For me as a long time homeschooler with years and years of ‘in the trenches’ experience teaching my outside the box learners, my gut tells me that a strengths-based approach is the best thing for my kids. Years of walking beside my kids and watching them experience different types of learning has shown me that strengths-based learning works.
Even research proves that this is true. Yet, stepping beyond the box of traditional learning is somehow frightening. We’re so used to the traditional, focus-on-the-weakness approach to teaching that we worry that we will mess up our kids or limit their future potential.
Could this type of learning possibly be enough? Research shows that when students experience satisfaction and competence in their learning, they improve in all subjects. Why? There are no clear cut answers. It could be increased motivation or confidence.
What about higher math, foreign language, etc? Kids who learn differently also learn on a different time frame. Allowing our kids to progress at their natural pace seems frightening but it does work.
Resources
Shawna Wingert: Former corporate trainer turned strengths-based homeschooler, Shawna Wingert, writes that “research also surprisingly showed that a learner, when allowed to progress in a ‘strengths based’ approach, increased his overall capabilities and performance, even in the areas that were weaknesses.” Read more from Shawna here.
How We’re Using Strengths-Based Learning in Our Homeschool
While strengths-based learning can make a huge impact on the educational experience for our struggling or reluctant learners, it does take a lot of courage and conviction to follow through with because it looks so different from what we all grew up with in traditional school.
I’ll be sharing more on the blog about books and websites that I am reading that are helping me to grow in my courage and conviction. For now, we are continuing with our educational therapy even though my young sons really dislike it. It’s not that there is anything inherently wrong with educational therapy-it really does work! I’m not ready to give that up yet. We’ve invested quite a few years in the process and have seen some good results.

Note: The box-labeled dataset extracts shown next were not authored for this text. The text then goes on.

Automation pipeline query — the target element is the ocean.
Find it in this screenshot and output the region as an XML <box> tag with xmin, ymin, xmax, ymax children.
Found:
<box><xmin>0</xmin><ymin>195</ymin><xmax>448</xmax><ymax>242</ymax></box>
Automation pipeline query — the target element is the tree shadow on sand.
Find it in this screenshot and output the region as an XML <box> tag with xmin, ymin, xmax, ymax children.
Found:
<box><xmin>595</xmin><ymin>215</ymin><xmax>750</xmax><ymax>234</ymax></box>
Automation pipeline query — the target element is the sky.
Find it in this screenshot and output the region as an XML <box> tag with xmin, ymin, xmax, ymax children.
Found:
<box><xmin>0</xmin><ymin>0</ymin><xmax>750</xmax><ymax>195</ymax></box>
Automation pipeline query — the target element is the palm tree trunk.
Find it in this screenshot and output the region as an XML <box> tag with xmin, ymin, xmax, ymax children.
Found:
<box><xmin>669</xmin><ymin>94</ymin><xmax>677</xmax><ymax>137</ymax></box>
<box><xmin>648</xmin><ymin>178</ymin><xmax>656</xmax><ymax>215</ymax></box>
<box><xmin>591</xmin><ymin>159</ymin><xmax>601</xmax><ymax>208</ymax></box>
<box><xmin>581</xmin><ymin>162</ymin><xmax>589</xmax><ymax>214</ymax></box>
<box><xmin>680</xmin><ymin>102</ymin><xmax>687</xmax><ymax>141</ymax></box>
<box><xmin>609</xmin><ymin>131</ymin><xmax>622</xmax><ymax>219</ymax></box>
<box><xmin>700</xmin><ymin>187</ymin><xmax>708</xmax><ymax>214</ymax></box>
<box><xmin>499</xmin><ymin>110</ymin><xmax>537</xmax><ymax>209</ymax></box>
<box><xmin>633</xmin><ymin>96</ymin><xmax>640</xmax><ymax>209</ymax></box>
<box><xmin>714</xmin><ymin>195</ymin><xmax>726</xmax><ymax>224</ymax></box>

How we are using strengths-based learning is to pull way back from traditional academics in other subjects in order to focus on interests. I am actually keeping a list on my phone of all the questions that my boys ask during the day. There are lots of them! I just never really paid much attention to them in the past.
During the day we will research their questions online and where I see more interest we dive deeper or take off on those proverbial rabbit trails that homeschoolers complain derail all of their best laid plans.
I am continuing to observe their interests and am allowing them to learn in ways that are enjoyable for them (video and audio books). We’re having discussions throughout the day and even into the evening many days as ideas change and develop in their minds.
My observations so far? It has been an amazing, organic, and natural way for us to really create a lifestyle of learning in our home like we haven’t done in many years. For so long I have been focused on my kids weaknesses and honestly, struggled because I could never get “enough” done each day.
I am much more relaxed and our relationship is improving dramatically. This will be an ongoing “experiment”. And isn’t that what homeschooling really is? There is no one way to homeschool our kids and we are all learning and trying things to see what works best in our own homes.
How about you? Does a strengths-based learning approach appeal to you? How might you implement some of these strategies into your home school?